Frankliniella occidentalis has shown different levels of attraction to different shapes of sticky traps (^{Mainali & Lim, 2010}), and the species is positively attracted to blue (^{Otieno et al., 2018}; ^{Khavand et al., 2019}) and yellow colors (^{Roth et al., 2016}). Despite this, in chrysanthemum crops in the Antioquia region of Colombia, growers use yellow sticky traps for thrips monitoring (^{Mejía et al., 2018}). In the Sabana de Bogotá, western flower thrips also show attraction for white and purple sticky cards (^{Cárdenas & Corredor, 1989}). The positive phototaxis of thrips to colored cards is mediated by the specific photoreceptors of the species (^{Matteson et al., 1992}; ^{Rőth et al., 2016}) and the surface of the material and the glue (^{van Tol et al., 2021}) that define specular or diffuse sunlight reflection (^{Davidson et al., 2015}). The cardinal orientation of traps facing the sunlight directly or indirectly affects the reflectance of the light as an important factor for thrips response to the passive light. The architecture of the crop in its different phenological stages and external interferences, such as UV filters in plastics or nets in the greenhouse, affect thrips flight and their response to attraction cues. For example, F. occidentalis shows reduced dispersal and lower rates of attraction to yellow sticky traps under UV-deficient environments (^{Kigathi & Poehling, 2012}). Optical response of western flower thrips populations in Colombia as an essential component of thrips monitoring and control in ornamental crops in the Sabana de Bogotá requires more studies to assess the response to different wavelengths, alone and in combination with semiochemicals (^{Sampson & Kirk, 2013}; ^{Abdullah et al., 2015}; ^{Cao et al., 2018}; ^{Kirk et al., 2021}) and to evaluate their impact on beneficial insects for biological control of thrips and pollinators (^{Ogino et al., 2016}; ^{van Tol et al., 2020}).

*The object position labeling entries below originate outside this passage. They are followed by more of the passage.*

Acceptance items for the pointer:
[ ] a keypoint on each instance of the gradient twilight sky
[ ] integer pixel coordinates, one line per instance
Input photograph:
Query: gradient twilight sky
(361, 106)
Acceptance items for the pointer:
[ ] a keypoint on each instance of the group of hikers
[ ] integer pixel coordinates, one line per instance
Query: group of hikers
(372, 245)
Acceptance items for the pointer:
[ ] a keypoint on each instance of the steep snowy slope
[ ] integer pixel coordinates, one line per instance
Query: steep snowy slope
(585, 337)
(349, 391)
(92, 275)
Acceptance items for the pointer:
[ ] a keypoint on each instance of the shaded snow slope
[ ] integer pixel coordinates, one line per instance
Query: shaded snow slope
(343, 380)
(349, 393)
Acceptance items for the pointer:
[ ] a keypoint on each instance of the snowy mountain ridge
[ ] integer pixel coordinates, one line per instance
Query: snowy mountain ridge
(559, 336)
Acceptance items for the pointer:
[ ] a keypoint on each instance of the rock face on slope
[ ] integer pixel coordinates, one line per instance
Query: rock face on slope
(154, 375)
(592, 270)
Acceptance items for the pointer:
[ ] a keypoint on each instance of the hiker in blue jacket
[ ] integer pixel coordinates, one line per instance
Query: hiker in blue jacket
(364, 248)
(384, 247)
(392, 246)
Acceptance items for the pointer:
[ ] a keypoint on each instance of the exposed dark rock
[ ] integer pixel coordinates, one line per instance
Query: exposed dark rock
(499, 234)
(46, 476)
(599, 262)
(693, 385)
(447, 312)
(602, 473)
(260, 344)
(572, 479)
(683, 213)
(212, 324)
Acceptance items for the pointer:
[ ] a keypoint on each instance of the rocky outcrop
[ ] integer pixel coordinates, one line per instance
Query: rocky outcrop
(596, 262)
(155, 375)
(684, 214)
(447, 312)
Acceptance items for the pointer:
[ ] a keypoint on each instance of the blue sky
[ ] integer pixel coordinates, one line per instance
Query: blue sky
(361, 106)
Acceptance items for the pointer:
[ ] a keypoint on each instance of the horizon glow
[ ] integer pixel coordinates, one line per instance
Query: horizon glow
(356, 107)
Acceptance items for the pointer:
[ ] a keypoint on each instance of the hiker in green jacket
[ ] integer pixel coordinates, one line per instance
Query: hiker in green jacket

Floriculture systems in the Sabana de Bogotá are based on crops under plastic cover with different varieties and phenological stages for one or several plant species. Critical fluctuations in abiotic factors are managed through heaters, fans, and UV filters on plastic covers to protect the physiology of plants and to synchronize crop management (^{De Gelder et al., 2012}; ^{Shamshiri & Ismail, 2013}). Density of plants and the aeration systems based on openings located in the ceiling of the greenhouse generate micro and macro environments that modulate the interaction between thrips and their hosts (^{Rhainds et al., 2007}). All these conditions produce an ideal matrix for the establishment and maintenance of thrips populations according to their nutritional requirements, strategies to find shelters, and escape from control strategies, particularly during the spraying of chemical pesticides. Thrips management in flower crops for export from the Sabana de Bogotá is based on weekly chemical insecticide spraying. However, as the results in this research have shown, studies on thrips population dynamics, population structure, and insect-plant relationships provide a base line for implementing control strategies for thrips (^{Hillocks, 2002}). It is necessary to design and standardize relative and absolute sampling methods to evaluate thrips management and complement the information obtained from sticky color traps. Only through these methods, it will be possible to implement control strategies for thrips that are environmentally friendly and that allow a pest and residue free production of export flowers to maintain the market in accordance with the regulations of quarantine and chemical traceability required by each country.